We, essentially, in our society have a humanistic motto, based on a linear logic: “If you want it, go get it.” The great Wisdom traditions offer a paradoxical Way. This says, essentially, “If you want it, don’t try to get it.” We, then, are able to receive, to be given to. A beautiful discourse on this way is the Tao Te Ching, and the entire Pascal Mystery embodies it, as exemplified in Philippians 2.
This is a reason I teach meditation. And, I see students come to meditation the same way they approach the rest of life. They come to meditation to find a spiritual technology to get what they want: peace, or love, or a sense of oneness with God, … I tell them that meditation is meant to fail and will fail them. They do not understand, until they discover it for themselves.

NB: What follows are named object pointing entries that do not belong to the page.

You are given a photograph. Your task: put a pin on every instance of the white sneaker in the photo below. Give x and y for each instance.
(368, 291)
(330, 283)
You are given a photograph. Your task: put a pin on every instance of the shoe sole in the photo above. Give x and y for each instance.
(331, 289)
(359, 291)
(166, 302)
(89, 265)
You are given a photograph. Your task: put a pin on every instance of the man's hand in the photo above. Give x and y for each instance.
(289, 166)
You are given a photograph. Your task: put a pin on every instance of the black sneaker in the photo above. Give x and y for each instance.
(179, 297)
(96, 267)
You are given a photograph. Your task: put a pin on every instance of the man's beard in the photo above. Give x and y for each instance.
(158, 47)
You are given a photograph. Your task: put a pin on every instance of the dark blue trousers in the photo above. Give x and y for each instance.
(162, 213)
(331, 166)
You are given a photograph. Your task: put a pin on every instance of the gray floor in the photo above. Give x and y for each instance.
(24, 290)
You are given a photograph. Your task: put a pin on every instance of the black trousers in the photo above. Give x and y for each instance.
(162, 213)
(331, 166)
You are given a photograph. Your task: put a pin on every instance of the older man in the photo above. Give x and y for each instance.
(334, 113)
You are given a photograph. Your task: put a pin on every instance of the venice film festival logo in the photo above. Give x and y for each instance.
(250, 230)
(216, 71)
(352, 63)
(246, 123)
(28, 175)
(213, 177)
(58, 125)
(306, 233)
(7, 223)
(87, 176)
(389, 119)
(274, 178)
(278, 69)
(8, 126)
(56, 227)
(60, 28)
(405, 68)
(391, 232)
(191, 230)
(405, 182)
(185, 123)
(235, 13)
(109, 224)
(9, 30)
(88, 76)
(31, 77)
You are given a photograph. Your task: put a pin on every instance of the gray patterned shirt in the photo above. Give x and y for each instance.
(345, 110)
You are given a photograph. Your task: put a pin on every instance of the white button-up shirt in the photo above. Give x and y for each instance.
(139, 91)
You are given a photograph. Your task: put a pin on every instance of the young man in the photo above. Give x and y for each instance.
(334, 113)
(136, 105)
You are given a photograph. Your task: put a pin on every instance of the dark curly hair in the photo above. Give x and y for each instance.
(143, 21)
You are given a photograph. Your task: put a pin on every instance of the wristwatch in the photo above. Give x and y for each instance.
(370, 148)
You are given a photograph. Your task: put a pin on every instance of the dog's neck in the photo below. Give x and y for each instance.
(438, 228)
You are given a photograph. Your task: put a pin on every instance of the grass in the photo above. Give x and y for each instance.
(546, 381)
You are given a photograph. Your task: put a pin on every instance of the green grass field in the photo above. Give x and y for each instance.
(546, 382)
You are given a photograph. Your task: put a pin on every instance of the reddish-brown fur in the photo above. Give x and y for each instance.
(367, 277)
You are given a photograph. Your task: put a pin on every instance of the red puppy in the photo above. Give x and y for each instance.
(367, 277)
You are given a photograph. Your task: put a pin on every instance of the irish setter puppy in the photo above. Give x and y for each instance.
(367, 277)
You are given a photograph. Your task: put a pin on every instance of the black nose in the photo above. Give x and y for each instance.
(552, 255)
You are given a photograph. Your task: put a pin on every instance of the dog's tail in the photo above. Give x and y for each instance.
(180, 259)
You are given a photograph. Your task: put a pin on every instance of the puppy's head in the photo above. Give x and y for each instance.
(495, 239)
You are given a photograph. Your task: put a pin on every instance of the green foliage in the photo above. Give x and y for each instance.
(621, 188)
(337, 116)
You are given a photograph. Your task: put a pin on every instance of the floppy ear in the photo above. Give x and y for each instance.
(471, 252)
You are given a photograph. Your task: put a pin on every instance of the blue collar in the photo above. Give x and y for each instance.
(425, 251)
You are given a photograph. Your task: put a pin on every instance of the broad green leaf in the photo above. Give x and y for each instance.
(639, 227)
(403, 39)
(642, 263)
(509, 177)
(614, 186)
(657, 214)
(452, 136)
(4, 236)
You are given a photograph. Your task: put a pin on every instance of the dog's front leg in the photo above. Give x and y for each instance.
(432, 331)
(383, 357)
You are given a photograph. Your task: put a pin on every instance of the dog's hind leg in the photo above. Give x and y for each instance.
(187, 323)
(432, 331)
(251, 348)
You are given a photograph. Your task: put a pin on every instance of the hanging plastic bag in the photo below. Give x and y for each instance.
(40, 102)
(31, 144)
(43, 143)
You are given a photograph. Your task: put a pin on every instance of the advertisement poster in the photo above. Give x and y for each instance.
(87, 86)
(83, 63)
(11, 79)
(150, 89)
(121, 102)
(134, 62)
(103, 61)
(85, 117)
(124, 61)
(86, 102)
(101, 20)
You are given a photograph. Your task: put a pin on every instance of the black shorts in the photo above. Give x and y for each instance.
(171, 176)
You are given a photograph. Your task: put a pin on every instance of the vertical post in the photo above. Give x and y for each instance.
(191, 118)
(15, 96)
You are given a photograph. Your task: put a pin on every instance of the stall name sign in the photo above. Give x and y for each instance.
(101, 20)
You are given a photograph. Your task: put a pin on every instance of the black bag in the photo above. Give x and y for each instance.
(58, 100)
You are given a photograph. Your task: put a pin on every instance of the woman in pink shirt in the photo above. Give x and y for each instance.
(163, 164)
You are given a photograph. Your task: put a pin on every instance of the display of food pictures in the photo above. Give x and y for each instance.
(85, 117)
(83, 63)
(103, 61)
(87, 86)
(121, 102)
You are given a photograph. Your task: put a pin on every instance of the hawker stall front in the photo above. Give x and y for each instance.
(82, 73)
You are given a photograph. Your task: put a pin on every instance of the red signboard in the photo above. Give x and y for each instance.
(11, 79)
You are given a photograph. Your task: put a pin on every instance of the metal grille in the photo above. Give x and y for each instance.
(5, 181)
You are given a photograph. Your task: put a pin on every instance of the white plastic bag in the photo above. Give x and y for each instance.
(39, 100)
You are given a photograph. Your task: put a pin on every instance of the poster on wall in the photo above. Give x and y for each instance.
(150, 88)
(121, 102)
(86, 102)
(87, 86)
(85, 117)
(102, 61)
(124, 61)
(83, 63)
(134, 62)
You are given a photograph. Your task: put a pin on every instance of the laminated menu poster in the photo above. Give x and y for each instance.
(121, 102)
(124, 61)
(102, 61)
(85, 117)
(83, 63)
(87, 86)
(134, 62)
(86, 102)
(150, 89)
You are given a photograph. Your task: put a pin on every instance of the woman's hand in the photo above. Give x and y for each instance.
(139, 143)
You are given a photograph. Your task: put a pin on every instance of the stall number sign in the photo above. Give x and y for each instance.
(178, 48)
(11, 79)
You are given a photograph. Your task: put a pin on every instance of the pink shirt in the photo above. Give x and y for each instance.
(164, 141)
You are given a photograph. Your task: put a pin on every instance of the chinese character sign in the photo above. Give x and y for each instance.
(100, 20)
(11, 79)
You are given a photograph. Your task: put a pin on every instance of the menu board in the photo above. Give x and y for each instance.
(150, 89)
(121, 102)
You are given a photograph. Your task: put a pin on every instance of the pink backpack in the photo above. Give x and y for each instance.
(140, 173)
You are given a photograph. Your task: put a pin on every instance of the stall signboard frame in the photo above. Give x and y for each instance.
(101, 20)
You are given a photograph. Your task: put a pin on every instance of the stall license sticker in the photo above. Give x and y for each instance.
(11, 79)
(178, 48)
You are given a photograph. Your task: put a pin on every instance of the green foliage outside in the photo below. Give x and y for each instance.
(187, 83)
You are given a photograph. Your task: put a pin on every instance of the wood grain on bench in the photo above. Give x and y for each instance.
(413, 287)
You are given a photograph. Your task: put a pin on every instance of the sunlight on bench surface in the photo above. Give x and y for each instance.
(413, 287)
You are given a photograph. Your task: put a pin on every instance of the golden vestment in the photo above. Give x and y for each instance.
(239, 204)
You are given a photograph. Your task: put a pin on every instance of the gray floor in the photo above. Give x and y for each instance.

Meditation, and religion and spiritually, generally, are paradoxical. Spiritual technology and teachings are means to cease grasping for what we need; then, we find that we have it. Do you want to feel loved? Be content feeling unloved. Do you want peace? Accept your lack of peace. Do you want security? Admit such is unattainable. If you want to know, then, give up knowing. …
This is the way of Grace. And, when you can sit in meditation without caring if you are meditating, then, you are experiencing how Life, universally, operates. Life gives Itself when we are unselfish enough to discontinue trying to get It for ourselves.